Apesar das grandes proporções, a engenheira explica que o cálculo dos dados transmitidos por uma fibra óptica é representado por uma equação simples, que considera apenas dois parâmetros: a largura de banda e a relação sinal-ruído. “Em uma ligação de voz, por exemplo, a fala é convertida em dados digitais transmitidos pela internet para depois ser convertida novamente em voz, quando a chamada chega ao destino.
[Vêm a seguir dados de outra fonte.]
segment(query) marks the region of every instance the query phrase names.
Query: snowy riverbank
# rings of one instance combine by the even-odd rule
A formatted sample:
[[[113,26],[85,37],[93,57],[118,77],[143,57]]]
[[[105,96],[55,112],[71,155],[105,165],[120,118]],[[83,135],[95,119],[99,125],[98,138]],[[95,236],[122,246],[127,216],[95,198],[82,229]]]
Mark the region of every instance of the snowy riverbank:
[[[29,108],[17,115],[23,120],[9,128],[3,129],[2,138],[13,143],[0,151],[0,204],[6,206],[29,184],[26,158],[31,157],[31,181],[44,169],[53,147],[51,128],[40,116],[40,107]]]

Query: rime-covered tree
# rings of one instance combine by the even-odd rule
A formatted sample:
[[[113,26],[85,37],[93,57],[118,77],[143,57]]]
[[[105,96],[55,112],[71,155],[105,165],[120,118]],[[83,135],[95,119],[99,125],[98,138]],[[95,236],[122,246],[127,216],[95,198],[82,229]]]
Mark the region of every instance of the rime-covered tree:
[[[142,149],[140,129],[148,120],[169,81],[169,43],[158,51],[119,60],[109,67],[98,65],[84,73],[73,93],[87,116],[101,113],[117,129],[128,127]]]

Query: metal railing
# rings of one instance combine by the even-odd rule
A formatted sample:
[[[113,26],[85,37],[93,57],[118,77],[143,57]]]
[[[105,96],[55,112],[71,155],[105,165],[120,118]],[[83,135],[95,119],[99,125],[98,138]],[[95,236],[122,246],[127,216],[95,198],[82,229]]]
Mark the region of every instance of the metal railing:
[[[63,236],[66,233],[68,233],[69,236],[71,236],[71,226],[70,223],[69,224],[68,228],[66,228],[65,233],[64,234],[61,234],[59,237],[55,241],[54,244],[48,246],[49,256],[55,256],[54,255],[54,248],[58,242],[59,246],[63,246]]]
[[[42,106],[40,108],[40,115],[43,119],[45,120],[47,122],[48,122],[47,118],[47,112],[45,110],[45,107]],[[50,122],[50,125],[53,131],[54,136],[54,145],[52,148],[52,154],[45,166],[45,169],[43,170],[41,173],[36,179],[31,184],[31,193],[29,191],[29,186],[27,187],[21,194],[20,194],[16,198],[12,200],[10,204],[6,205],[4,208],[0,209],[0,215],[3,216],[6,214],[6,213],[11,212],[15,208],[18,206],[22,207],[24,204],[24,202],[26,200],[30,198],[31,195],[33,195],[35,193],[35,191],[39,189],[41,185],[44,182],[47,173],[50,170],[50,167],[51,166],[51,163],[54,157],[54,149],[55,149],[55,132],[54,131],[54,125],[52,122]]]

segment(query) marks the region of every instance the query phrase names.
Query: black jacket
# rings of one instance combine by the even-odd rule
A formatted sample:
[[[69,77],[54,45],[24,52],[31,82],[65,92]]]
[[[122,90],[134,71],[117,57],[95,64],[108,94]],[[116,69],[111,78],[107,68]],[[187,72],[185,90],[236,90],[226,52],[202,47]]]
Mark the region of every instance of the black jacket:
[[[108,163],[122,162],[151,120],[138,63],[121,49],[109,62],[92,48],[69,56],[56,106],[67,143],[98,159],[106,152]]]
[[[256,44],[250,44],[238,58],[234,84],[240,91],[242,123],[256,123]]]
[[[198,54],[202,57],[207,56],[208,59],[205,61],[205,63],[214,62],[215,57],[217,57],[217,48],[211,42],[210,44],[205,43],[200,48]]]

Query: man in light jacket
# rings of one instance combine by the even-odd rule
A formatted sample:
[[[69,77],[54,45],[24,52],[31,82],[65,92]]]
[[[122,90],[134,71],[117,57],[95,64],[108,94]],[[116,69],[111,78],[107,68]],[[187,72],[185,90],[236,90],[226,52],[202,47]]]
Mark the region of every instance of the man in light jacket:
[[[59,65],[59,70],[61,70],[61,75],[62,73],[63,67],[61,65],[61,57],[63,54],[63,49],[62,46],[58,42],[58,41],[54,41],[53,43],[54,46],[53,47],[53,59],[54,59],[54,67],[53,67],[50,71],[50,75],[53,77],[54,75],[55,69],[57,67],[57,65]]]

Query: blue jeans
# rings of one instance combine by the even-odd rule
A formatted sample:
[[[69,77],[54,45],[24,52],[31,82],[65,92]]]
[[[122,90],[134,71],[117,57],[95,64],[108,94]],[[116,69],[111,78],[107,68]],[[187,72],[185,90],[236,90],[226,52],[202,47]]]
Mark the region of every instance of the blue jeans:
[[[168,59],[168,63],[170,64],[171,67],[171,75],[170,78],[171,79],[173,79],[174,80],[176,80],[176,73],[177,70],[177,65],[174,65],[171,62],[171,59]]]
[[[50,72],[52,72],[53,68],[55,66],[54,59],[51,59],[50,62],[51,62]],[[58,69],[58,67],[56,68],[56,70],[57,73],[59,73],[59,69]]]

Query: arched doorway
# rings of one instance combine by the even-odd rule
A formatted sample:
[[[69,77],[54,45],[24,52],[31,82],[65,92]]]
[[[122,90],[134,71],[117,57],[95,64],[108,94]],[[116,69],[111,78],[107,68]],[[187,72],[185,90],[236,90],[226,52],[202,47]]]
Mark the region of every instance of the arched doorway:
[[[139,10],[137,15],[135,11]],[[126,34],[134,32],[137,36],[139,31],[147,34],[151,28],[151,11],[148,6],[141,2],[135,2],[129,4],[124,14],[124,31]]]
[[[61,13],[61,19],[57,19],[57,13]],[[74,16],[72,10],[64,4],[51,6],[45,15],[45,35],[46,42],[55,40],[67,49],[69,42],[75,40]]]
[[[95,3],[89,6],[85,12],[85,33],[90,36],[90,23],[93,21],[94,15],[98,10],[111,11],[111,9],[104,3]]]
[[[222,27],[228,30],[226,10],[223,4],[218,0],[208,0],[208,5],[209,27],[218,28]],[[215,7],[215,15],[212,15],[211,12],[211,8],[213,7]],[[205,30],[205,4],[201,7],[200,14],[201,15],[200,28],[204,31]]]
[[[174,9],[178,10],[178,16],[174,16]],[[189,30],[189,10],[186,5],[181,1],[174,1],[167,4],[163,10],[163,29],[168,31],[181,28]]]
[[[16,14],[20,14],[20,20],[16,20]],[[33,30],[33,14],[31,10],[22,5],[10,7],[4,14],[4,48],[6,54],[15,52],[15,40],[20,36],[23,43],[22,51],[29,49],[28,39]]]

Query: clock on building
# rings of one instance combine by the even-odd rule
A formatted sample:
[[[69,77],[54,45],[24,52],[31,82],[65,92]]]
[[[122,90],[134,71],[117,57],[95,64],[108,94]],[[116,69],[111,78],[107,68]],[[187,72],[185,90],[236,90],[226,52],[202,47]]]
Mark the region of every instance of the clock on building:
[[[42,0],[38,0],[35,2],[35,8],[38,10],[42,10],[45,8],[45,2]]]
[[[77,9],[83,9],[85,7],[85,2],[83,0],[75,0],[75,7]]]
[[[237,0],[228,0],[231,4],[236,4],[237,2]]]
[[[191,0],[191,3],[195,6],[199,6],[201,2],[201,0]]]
A transmissão pela internet sofre influência de ruídos, degradando a qualidade da voz”, completa.

A pesquisa é aplicada para infraestruturas de fibra óptica já existentes, descartando a necessidade de substituir os cabos atualmente em uso. “É como uma rodovia em que trafegam carros, que simbolizam os dados, em diferentes faixas. O que conseguimos fazer foi dobrar a quantidade de faixas e aumentar a velocidade de cada carro”, compara. Nos cabos de fibra óptica, as informações são codificadas e transmitidas utilizando diferentes propriedades da luz. O uso de diferentes frequências (cores de luz) combinado com a modulação da intensidade, fase e polarização do campo eletromagnético permite aumentar a velocidade do que é transmitido.

Foi o gosto pela matemática e o incentivo de sua mãe que a levou a se interessar pelo campo da engenharia. “Eu não tinha muitas informações sobre as diversas atuações de um engenheiro e acabei optando pelas telecomunicações”, lembra a pesquisadora, nascida na cidade de Cristais, em Minas Gerais. Durante as aulas de comunicações ópticas, decidiu que seria esse o tema de sua pós-graduação. No mestrado em engenharia elétrica, concluído pela Universidade Estadual de Campinas (Unicamp) em 2008, pesquisou a otimização da camada de redes de transporte. No doutorado, finalizado quatro anos depois, na mesma instituição, desenvolveu estudo sobre conversores de sinais ópticos.

Altas velocidades como a obtida por Galdino visam atender às demandas de infraestrutura das operadoras, que precisam garantir melhor qualidade de acesso a um grande número de usuários que se conectam ao mesmo tempo, principalmente com a chegada da rede 5G. “Não faz sentido oferecer uma velocidade tão grande ao consumidor final. Porém, há indícios de que num futuro não muito distante cada usuário poderá contar com até 100 gigabits por segundo”, finaliza. n S.S.O.